En Venezuela desintegraron el contrato social. Por eso este desperdigamiento de todo como se percibe por todas partes, supongo. Está disuelto de facto en la realidad sorprendentemente más cotidiana. Por supuesto, nos afecta a todos. Habría que demandar en algún lado -sabemos cuál- el incumplimiento más ramplón de ese contrato, que resulta además el mayor en relevancia, porque es el que da sustento al funcionamiento legítimo de la nación.
Respecto a esa concepción del Estado-nación, su funcionamiento y lo que nos ocurre en cuanto a carencia absoluta de legitimidad, podemos y debemos hurgarlo un poco en Rousseau, quien podría darnos respuestas elocuentes y certeras, aunque a algunos les luzcan añejas, pero para eso son los clásicos, en cuanto a lo que nos ocurre. También nos brinda la necesaria esperanza en estos casos. Aunque los hermanos cubanos me miren de reojo o con rabia. Pero en ese sentido, el maestro nos significa: «El más fuerte no lo es jamás bastante para ser siempre el amo o señor». El francés, inspirador de Bolívar y otros independentistas para la formación de los Estados decimonónicos, se oponía en su magistral obra a la fuerza como «sustento» para el ordenamiento social: «La fuerza es una potencia física y no veo qué moralidad puede resultar de sus efectos. Ceder a la fuerza es un acto de necesidad, no de voluntad; cuando más, puede ser de prudencia». La moral no es el fuerte nunca de quienes usan la violencia, obviamente. O, «Si es preciso obedecer por fuerza, no es preciso obedecer por deber». «La fuerza no hace el derecho y es que no se está obligado a obedecer sino a los poderes legítimos».

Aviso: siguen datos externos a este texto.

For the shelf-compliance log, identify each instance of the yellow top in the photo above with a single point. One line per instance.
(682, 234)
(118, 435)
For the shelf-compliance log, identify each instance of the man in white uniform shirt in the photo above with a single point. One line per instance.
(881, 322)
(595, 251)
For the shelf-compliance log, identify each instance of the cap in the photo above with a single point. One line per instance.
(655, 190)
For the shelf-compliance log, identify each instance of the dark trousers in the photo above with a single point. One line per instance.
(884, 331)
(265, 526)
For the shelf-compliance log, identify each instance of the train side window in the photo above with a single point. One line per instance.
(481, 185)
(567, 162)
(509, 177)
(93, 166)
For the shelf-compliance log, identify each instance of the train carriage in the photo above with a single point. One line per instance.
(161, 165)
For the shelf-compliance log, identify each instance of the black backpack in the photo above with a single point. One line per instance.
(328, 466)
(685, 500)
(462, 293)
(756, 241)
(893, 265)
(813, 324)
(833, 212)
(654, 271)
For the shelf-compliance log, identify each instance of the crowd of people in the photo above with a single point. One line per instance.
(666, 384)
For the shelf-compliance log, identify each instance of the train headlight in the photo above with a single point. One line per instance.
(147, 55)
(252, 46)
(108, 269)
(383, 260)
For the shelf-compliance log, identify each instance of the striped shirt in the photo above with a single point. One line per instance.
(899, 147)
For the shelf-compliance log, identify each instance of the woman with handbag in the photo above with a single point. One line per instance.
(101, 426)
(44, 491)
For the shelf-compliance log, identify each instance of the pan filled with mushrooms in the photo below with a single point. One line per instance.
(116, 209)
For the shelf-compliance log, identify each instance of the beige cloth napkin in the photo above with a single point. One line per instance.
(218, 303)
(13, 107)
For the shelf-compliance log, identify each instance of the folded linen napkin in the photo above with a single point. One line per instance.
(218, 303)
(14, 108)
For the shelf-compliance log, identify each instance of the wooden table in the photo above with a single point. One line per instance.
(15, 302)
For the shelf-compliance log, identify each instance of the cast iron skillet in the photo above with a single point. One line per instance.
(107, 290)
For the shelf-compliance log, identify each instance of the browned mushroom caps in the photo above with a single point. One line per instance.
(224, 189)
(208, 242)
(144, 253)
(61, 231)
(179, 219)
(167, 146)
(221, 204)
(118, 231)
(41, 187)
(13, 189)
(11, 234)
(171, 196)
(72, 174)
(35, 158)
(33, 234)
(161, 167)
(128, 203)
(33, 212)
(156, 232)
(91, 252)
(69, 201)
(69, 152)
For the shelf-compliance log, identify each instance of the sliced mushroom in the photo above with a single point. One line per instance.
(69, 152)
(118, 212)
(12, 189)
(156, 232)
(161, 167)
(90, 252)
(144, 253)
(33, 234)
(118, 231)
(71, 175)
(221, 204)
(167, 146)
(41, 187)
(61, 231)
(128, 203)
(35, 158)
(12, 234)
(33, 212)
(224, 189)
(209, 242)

Cuando se rompe por fuerza la negociación pactada, surge la ilegitimidad disgregadora, la perdición más absoluta del pretendido absolutismo. Lo que se constata hoy: el más supino incumplimiento de todo lo socialmente pactado. De todo aquello postulado y defendido ciegamente por Rousseau. La Constitución ni a adorno como zarcillo llega, se trata de la imposición de la arbitrariedad, de toda arbitrariedad sobre la ley. Y no pasa solo con el documento fundamental que debería regirnos y ahora no nos rige por obra y gracia, muy mala gracia por cierto, de quienes controlan el poder. También los acuerdos internacionales, como los atinentes a los derechos humanos quedaron rotos. Desde el poder se hace lo que les viene en gana, sabemos. La población se encuentra así desguarnecida de sustento para el orden social, también caro para Juan Jacobo.
En él hallamos sustrato, como en nuestros antepasados más antiguos de la formación de nuestro Estado para la lucha por la libertad, sin duda, porque «Renunciar a su libertad es renunciar a su condición de hombre, a los derechos de la humanidad y aun a sus deberes. No hay resarcimiento alguno posible para quien renuncia a todo». Claro, no hemos renunciado, ha ocurrido un arrebato general de los principios que dan nutrimento al Estado de Derecho. En ese sentido, la legitimidad, la creencia que debe ser ciega en el funcionamiento del Estado, la separación de los poderes, la fe absoluta en quien gobierna, en su actuación legítima y las instituciones en general, la democracia, en fin, deben ser restablecidas para retomar el orden. Basados en las contrataciones que como sociedad nos dimos. Porque: » Violado el pacto social, cada cual recobra sus primitivos derechos y recupera su libertad». Y: «La obediencia a la ley es la libertad».
Restablecer el contrato social evidentemente no resulta fácil. Ante la incomprensión por su ruptura, debemos primero hacerla entender a todos. Especialmente a quienes no quieren entender, aunque lo saben. Sin sangre, sin violencia, sin sangre, preferiblemente. No puede ser que un Estado se maneje bien, porque bien no es ni resulta alguno de la ruptura de los pactos fundamentales, desconociendo por el uso de la fuerza todos los acuerdos, los previos tanto como los posteriores. Y más porque estamos sitiados por forajidos inescrupulosos. Finalicemos con Rousseau: «El extranjero, sea rey, individuo o pueblo que roba, mata o retiene a los súbditos de una nación sin declarar la guerra al principe, no es un enemigo, es un bandido». Sobran las interpretaciones para estás últimas palabras, por la indebida penetración extranjera, el trato o maltrato a los extranjeros y más.
Volvamos al orden pactado. Al funcionamiento normal del Estado de Derecho. Al respeto y restablecimiento del contrato social para retomar la legitimidad y el respeto de todos los ciudadanos, evitando en lo posible la violencia, porque tenemos razón. Y esa es el arma de quienes no la tienen.